The art world is starting to realise the potential of 3D printing technologies to create unconventional and innovative pieces of work.

Blazing the trail in this respect is Maria Fernanda Cardoso, with her extraordinary exhibition: It’s Not The Size That Matters It Is Shape.

The exhibition showcases a collection of miniature sculptures, electromicroscopic
photographs and digital drawings of the reproductive organs of various insects, spiders and other creepy-crawlies.

Maria is well known for her unconventional use of materials and her ability to embrace new technology, her work is exhibited in major museums and galleries in the Australia, US, Latin America, Europe.

“We think we have seen it all … we are wrong,” says Maria Fernanda, or better known as Professor Cardoso.
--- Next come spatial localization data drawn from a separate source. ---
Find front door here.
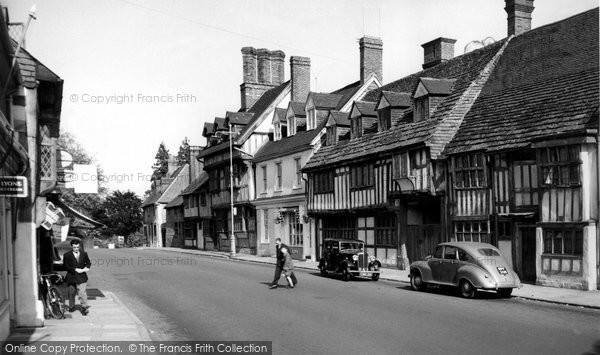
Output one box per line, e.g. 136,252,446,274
520,227,536,283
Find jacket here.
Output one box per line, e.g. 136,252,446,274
63,250,91,284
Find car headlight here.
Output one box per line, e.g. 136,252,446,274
352,255,358,261
368,256,375,263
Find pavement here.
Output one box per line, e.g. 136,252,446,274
5,247,599,343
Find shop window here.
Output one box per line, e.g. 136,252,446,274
375,214,397,246
288,209,303,246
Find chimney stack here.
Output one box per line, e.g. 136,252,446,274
359,36,383,84
421,37,456,69
505,0,534,36
270,50,285,85
189,146,204,181
257,48,272,84
241,47,257,84
290,56,311,103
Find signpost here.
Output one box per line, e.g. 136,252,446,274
0,176,28,197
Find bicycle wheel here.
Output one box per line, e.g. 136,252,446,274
48,287,65,319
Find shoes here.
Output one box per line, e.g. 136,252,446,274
268,285,277,289
81,308,89,316
288,285,294,289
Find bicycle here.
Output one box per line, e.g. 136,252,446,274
40,272,66,319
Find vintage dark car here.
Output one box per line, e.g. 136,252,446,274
318,238,381,281
409,242,521,298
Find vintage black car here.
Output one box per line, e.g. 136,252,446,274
318,238,381,281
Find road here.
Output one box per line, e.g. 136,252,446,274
87,248,600,355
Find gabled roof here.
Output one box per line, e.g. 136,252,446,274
444,8,599,155
331,81,362,110
226,111,254,125
377,91,412,110
14,40,62,89
157,163,189,204
141,192,161,207
203,122,214,136
351,101,377,118
165,195,184,209
254,119,326,163
305,38,509,171
288,101,306,117
214,117,227,131
415,77,456,96
309,92,344,110
181,172,209,195
328,111,350,127
273,108,287,123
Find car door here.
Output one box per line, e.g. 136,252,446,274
440,246,460,284
427,246,445,282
With an eye for the small and the unusual, her artworks of snail, fleas, weevil, mite, harvestman and microbat genitalia have been transformed into a landscape of investigative awe and wonder.

The Microsculptures, printed by Formero’s Objet 3-D technology have been described as complex and intricate organic and formally beautiful objects, a technological, scientific and artistic feat presented for the first time to the public to admire.

Formero, a company specialising in rapid prototyping and custom manufacturing has pioneered the rapid prototyping industry in Australia.

The first to introduce Objet’s 3D printing using PolyJet matrix technology that enables the printing of parts with physical and mechanical properties previously unobtainable.

This technology was perfect for recreating the incredible shapes, intricate details and complex geometries of the various species Maria exhibited.

Maria Fernanda Cardoso is currently represented by Grantpirrie Gallery in Sydney and ARC ONE in Melbourne.